Today we celebrate West Virginia day. What gives WV a right to their own day? Who knows, but we aren’t going to try to take it away from them. In fact, we’d like to use it to reflect on the roughnecks and literal trailblazers whose spirit is so perfectly embodied by West Virginia: America’s Mountain Men.



Seth Kinman (1815-1888)
Pictured above sitting on a chair that he made from more manliness than we will ever sniff in all of our days, Seth Kinman is exactly what pops into your brain when you think “Mountain Man,” whether you’ve seen him before or not. Kinman claimed that he had taken down more than 50 elk in one month. We certainly don’t doubt it, but you’re more than welcome to (at your own risk). As he settled into his golden years he spent the days doing some light crafting, which of course means making badass chairs out of antlers and bears on special order for four different presidents.


Jedediah Smith (1799-1831)
Jed was about as OG as mountain men get. The New Yorker trekked his way across the Rockies, the West Coast, and essentially owned the Southwest (way before Walter and Jesse did, bitch). He was the first American to set foot on many parts of the country, fought bravely in the North American Indian Wars, and didn’t even drink, swear, or smoke (pretty much our favorite parts of Mountain Manhood). It took an ambush of 15-20 Comanche Indians to take down Jed – it’s almost like “Strong” was his middle name. Oh wait, it was.

Kit Carson (1809 – 1868)
Carson was a military man, but qualifies for Mountain Man status through exploring much of the Rockies and Northern California (we’re going to guess the tie-dye, hippie, free-love hub that NorCal houses these days would MAKE HIM SICK). He also took a coast-to-coast journey to Washington to let the US Government know that the Mexican-American war had begun. Seriously. Nowadays Steve Guttenberg can’t fart without someone tweeting it, but back in Carson’s time there was an entire war going on that the government didn’t know about yet.

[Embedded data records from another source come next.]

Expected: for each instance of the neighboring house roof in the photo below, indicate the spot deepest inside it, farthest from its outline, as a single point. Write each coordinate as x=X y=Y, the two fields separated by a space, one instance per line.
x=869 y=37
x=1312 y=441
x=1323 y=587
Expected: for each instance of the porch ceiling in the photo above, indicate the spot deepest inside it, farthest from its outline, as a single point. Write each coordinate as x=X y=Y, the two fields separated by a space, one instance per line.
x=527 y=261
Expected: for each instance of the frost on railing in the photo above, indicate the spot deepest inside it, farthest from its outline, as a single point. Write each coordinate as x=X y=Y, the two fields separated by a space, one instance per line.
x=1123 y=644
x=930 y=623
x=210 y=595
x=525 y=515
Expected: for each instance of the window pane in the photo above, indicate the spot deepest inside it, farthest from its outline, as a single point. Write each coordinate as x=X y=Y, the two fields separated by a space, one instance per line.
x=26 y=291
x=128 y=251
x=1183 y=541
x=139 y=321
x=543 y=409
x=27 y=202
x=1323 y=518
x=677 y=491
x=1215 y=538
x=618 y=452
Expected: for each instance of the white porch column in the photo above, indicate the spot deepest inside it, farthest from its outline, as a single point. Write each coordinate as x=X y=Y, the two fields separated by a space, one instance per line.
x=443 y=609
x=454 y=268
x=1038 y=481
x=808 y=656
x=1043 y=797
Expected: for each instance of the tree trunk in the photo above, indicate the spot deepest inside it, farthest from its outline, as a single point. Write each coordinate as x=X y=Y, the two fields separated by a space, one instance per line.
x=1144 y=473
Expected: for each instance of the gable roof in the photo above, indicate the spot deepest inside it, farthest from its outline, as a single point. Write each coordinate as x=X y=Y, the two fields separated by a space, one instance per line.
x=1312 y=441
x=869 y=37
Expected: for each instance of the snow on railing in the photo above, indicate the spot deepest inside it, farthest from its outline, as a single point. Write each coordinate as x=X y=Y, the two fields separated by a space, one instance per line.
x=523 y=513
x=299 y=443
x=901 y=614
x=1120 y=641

John “Liver-Eating” Johnson (1824 – 1900)
Not sure that too much has to be said about this Mountain Man beyond his name. Johnson served in the Mexican-American war but deserted after striking an officer and went on the lam with a brand new name – John, wait for it - Johnston. Good thinking, John, they’ll never find you now. While obviously not a rocket scientist, Johnson was a sharpshooter, sailor, trapper, and whiskey man. He died in California at the age of 76, which is like 150 in old-timey age.